Betzig has a B.A. from the University of Michigan in psychology,
and a Ph.D. in anthropology from Northwestern University. She's held research
and teaching positions at Northwestern, the University of California and
the University of Michigan in anthropology, psychology and zoology; and
has lectured in departments of anthropology, biology, economics, philosophy,
psychology and medieval history. She's done TV for Peter Jennings' ABC
News Tonight, the Discovery Channel, the Learning Channel, Britain's Channel
4, and KRO Information TV in the Netherlands.
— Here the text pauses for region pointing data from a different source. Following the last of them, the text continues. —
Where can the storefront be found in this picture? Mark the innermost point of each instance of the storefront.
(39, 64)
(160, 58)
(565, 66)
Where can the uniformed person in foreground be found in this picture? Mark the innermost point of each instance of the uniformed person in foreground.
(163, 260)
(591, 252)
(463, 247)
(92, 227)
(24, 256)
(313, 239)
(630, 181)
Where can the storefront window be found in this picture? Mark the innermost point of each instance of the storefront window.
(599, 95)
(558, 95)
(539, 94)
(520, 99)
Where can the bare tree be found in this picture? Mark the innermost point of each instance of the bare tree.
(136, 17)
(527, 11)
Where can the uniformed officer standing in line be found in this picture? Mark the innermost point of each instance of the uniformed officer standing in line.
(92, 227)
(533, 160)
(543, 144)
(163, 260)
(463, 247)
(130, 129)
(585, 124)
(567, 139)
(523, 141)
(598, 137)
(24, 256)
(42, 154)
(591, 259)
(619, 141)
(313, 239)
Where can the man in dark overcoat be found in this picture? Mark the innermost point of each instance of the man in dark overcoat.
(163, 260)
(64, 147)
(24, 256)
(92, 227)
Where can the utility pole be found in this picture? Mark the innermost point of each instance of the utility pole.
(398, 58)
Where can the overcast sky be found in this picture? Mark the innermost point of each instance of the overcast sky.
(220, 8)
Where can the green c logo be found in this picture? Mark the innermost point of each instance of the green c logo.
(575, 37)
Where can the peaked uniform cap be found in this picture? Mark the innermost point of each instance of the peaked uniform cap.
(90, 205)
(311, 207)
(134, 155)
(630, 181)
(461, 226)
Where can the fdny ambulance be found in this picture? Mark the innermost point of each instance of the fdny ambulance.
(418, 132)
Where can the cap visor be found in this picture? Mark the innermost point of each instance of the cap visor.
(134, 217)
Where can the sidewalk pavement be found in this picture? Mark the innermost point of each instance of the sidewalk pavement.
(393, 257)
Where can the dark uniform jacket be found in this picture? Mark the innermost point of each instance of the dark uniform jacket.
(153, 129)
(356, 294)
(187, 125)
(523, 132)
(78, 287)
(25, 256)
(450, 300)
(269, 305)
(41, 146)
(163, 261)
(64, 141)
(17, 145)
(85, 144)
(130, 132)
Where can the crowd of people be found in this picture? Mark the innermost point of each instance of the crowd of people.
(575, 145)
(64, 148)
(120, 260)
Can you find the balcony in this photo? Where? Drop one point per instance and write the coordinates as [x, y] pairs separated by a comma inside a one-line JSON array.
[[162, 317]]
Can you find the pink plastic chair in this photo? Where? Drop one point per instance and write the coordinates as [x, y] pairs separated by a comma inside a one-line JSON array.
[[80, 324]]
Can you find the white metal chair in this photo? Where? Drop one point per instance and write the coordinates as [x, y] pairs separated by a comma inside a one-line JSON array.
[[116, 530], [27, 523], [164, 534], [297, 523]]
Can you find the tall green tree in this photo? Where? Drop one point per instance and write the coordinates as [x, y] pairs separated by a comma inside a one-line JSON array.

Her work has been written
up in newspapers and magazines like Time,
The Economist, The Washington Post, New Scientist, Smithsonian, Slate, Discover and Worth; and she blogs on "The Political Animal: Human History as Natural History" for Psychology Today.
Laura's daughter Alexa, MIT '07, Harvard '11, develops targeted cancer therapies at a Cambridge biotech; her son Max, Carnegie Mellon '11, who led his soccer team to consecutive NCAA tournament berths, works in a DC bank. She and her husband, the MD and anthropologist Paul Turke, live together near Ann Arbor, on Strawberry Lake.